Things You'll Need
A Model (or a clear photo)
Learning to draw caricatures that are convincing can take some time and practice, but practicing the wrong thing wont get you anywhere. Ready to impress your friends with a skill that they are only used to seeing at amusement parks and carnivals? Follow the instructions below to dramatically improve your caricatures.
Video of the Day
Learn to see proportion. Is an apple big or small? Well, it depends on whether you compare it to a dime, or a cement truck. Learn to compare things. This is the single most important concept to understand when trying to draw caricatures.
Study and memorize the average proportions of the human head. This is what you will be comparing your model to. Knowing if someone's ears, eyes, nose, etc. are bigger or smaller than normal is vital.
Find a willing model (or models) that will sit still long enough for you to draw caricatures of them. (Friends and family members are usually willing to do this.) If you can't find a model or you are too shy at first, a clear photo of someone will do.
Look closely at the model and ask yourself: Are the eyes bigger or smaller THAN THE AVERAGE? Are the closer together of farther apart than THAN THE AVERAGE? Is the nose higher or lower THAN THE AVERAGE? And so on...

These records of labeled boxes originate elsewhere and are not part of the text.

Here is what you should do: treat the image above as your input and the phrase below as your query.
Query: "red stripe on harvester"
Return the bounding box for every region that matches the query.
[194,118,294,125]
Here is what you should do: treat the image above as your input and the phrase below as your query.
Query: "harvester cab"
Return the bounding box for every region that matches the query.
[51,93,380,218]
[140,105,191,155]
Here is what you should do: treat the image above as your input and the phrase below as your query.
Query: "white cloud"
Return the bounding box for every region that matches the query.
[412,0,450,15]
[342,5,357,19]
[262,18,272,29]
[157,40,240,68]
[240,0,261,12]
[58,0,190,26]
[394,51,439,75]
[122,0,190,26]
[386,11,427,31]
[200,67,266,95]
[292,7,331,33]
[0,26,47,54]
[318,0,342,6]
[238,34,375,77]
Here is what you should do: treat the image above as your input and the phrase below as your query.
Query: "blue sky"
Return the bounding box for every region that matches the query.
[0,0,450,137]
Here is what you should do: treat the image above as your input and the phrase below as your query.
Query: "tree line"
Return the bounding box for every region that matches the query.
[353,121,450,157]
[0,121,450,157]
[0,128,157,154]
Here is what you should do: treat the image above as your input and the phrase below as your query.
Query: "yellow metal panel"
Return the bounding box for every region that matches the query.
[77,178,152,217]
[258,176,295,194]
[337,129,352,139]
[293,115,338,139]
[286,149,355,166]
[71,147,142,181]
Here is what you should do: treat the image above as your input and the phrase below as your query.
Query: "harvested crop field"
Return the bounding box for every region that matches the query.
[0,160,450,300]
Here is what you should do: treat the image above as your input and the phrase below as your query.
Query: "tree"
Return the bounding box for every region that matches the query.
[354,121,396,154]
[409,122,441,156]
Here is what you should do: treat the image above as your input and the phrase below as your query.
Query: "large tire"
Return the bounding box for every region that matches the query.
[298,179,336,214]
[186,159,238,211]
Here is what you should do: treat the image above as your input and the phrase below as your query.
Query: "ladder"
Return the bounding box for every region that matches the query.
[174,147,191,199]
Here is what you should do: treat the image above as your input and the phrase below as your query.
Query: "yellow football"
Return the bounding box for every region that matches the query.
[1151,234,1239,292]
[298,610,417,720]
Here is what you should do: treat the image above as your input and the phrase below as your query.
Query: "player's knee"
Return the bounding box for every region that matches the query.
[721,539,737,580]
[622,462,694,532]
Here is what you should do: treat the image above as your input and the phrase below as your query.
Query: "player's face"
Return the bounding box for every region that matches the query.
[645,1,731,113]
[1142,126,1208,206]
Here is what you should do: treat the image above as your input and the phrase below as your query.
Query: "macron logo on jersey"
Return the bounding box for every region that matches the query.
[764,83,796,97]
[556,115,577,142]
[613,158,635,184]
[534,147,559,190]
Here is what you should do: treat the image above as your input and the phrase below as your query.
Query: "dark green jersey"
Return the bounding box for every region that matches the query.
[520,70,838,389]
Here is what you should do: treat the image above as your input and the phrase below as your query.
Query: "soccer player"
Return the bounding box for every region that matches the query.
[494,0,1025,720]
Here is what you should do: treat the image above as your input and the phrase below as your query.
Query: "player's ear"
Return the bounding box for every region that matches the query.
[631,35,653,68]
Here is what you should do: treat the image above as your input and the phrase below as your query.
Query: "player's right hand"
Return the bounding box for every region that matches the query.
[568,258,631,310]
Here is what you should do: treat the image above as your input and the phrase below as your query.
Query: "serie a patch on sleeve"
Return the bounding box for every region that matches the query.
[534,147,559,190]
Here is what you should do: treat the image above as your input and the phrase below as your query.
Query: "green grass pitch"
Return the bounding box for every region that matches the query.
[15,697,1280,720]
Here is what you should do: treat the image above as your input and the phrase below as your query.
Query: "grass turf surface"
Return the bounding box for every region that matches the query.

Draw your caricature. If the model has bigger eyes than average (for example), you will draw them WAY bigger than average. If the same model has a smaller mouth than average, you will draw it WAY smaller than the average mouth (and WAAAAY smaller than the eyes you drew). Keep going until all of the features are drawn.
Don't be intimidated or overly concerned with drawing the parts of the face. Just try to focus on proportion. THAT is the key. You can learn and practice the individual parts too, but if you don't use this secret your drawings will never look quite like the model and you'll always wonder why. It takes time to learn to draw caricatures well. Be patient and keep practicing.
Try a side view (or profile) first. It's a little easier.